How easy was it for citizens of the Confederacy to Defect (& Vice Versa?)

I was wondering this today whilst kicking around an idea for a short story on the plane; namely, if someone (a private citizen, for example) living in the Confederate States of America decides they want to leave and move to the USA (having seen which way the wind is blowing).

How easy to acheive would this have been? Was it simply a matter of selling one’s stuff and heading North, or was there a “Border” of sorts preventing people from doing this?

Similarly, what about a Pro-Slavery Northerner who supported the South and wanted to move there- how easy to achieve would this have actually been?

there was a system of passes which operated throughout much of the war. Jones, Rebel War Clerk’s Diary often adverts to it, usually unfavourably. Men of military age probably wouldn’t get one.
You could also transit through a foreign port, e.g. Bermuda, if you could run the blockade.

Come to think of it, Jones himself was a pro-slavery Northerner who moved south when the war began. He still had property in the North which his relatives and his agent managed for him.

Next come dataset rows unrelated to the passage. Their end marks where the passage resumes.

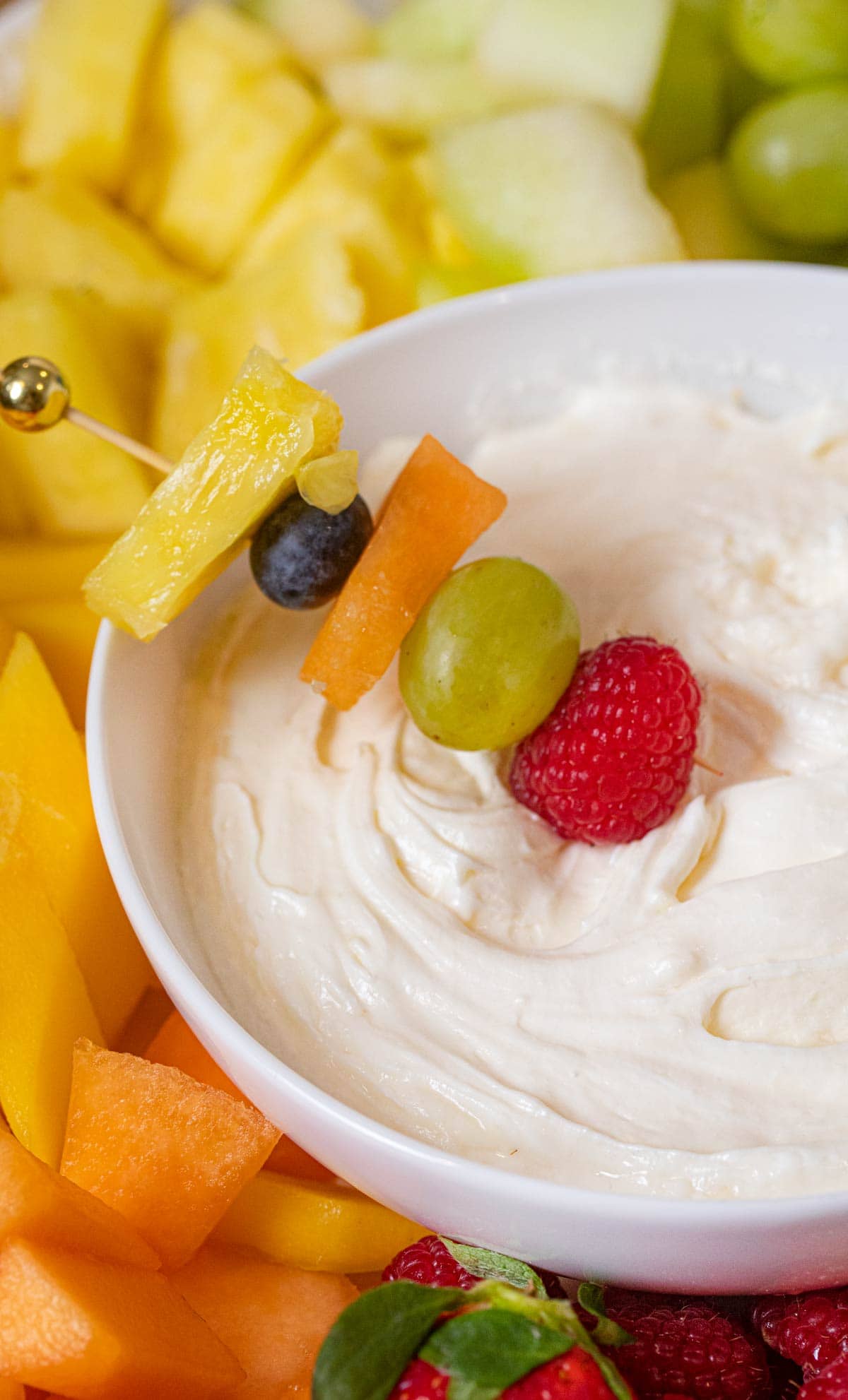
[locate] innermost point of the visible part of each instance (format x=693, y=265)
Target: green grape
x=789, y=164
x=791, y=41
x=490, y=655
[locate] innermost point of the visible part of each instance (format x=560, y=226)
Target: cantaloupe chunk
x=271, y=1317
x=45, y=1209
x=37, y=569
x=296, y=307
x=45, y=812
x=167, y=1153
x=73, y=485
x=44, y=1006
x=229, y=477
x=65, y=631
x=319, y=1227
x=61, y=234
x=178, y=1046
x=94, y=1330
x=437, y=507
x=82, y=97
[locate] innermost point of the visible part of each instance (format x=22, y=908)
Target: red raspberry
x=421, y=1382
x=830, y=1384
x=809, y=1329
x=572, y=1377
x=614, y=757
x=687, y=1347
x=429, y=1262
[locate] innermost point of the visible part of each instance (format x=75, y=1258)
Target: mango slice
x=81, y=100
x=45, y=1209
x=37, y=569
x=44, y=1011
x=93, y=1330
x=71, y=483
x=47, y=817
x=243, y=1298
x=435, y=511
x=65, y=631
x=178, y=1046
x=230, y=476
x=166, y=1153
x=317, y=1227
x=296, y=307
x=59, y=234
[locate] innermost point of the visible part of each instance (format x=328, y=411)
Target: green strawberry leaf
x=607, y=1333
x=490, y=1350
x=372, y=1343
x=485, y=1263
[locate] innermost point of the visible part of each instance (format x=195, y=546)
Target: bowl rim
x=721, y=1216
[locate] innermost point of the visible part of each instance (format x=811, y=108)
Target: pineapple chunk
x=205, y=58
x=433, y=28
x=553, y=191
x=317, y=31
x=408, y=98
x=232, y=475
x=59, y=234
x=73, y=485
x=296, y=307
x=330, y=482
x=351, y=186
x=607, y=51
x=219, y=184
x=85, y=78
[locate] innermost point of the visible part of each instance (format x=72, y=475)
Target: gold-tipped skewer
x=35, y=395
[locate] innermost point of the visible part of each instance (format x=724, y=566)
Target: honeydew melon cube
x=317, y=31
x=433, y=28
x=553, y=191
x=606, y=51
x=408, y=98
x=296, y=307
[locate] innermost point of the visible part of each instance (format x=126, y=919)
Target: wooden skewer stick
x=126, y=444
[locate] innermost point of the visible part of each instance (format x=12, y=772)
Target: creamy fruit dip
x=668, y=1016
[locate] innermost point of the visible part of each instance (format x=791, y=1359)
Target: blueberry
x=302, y=556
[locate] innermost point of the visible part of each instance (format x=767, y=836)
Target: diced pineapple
x=351, y=186
x=61, y=234
x=296, y=307
x=87, y=62
x=330, y=482
x=232, y=475
x=220, y=182
x=73, y=485
x=433, y=28
x=408, y=98
x=317, y=31
x=711, y=222
x=606, y=51
x=8, y=153
x=206, y=55
x=553, y=191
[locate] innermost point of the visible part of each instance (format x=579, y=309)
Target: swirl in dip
x=668, y=1016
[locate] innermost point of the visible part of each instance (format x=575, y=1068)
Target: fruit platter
x=424, y=745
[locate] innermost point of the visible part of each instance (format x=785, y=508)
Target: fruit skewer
x=35, y=395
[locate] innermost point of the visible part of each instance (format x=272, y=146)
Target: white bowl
x=781, y=335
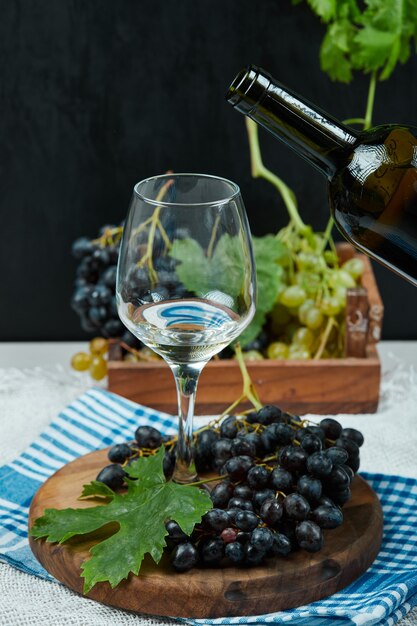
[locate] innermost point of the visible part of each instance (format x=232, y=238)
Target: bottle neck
x=312, y=133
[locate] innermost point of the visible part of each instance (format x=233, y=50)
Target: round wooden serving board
x=281, y=583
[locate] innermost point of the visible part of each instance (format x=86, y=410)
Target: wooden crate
x=347, y=385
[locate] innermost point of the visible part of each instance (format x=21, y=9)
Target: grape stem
x=249, y=392
x=259, y=170
x=154, y=223
x=330, y=323
x=367, y=123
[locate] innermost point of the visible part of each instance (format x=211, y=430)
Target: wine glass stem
x=186, y=379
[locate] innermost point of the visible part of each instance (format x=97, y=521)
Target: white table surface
x=48, y=355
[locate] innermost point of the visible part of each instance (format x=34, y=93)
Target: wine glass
x=186, y=281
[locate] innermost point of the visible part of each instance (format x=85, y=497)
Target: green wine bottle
x=372, y=174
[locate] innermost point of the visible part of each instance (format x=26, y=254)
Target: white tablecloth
x=29, y=398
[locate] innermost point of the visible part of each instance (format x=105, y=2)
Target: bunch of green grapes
x=94, y=361
x=307, y=320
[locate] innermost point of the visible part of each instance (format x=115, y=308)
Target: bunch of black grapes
x=282, y=483
x=94, y=298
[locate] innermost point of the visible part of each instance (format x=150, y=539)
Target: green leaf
x=140, y=515
x=325, y=9
x=269, y=254
x=224, y=270
x=388, y=27
x=96, y=489
x=335, y=51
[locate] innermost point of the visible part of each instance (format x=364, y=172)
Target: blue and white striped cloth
x=382, y=596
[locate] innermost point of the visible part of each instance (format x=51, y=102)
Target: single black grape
x=353, y=463
x=216, y=520
x=281, y=479
x=253, y=556
x=256, y=440
x=315, y=430
x=262, y=539
x=310, y=488
x=349, y=445
x=337, y=455
x=221, y=494
x=235, y=552
x=184, y=557
x=119, y=453
x=331, y=428
x=271, y=511
x=175, y=534
x=349, y=471
x=251, y=417
x=243, y=446
x=311, y=443
x=246, y=521
x=296, y=506
x=327, y=516
x=240, y=503
x=212, y=551
x=238, y=466
x=268, y=414
x=281, y=545
x=148, y=437
x=309, y=536
x=260, y=496
x=338, y=478
x=228, y=428
x=283, y=433
x=355, y=435
x=319, y=464
x=243, y=491
x=232, y=512
x=293, y=458
x=112, y=476
x=222, y=450
x=258, y=477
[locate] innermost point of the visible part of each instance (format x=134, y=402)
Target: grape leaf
x=224, y=270
x=385, y=36
x=326, y=9
x=269, y=253
x=140, y=515
x=373, y=37
x=335, y=50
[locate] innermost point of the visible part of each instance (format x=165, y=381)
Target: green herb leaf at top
x=140, y=515
x=373, y=36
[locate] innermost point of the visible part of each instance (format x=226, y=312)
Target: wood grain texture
x=357, y=322
x=280, y=584
x=327, y=386
x=349, y=385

There was somewhat free movement across the borders on both directions during the war. The closer you were to actual fighting, of course, the more difficult - and dangerous - it would be. Spies, smugglers and refugees were often in motion, one way or another. A Confederate War Department diarist wrote towards the end of the war that internal dissension was just as great a danger to the Confederacy as the Union armies; many in the Tenn. and N.C. hill country were very anti-Confederacy and were treated harshly. When both North and South adopted conscription, it gave many men an additional incentive to beat feet.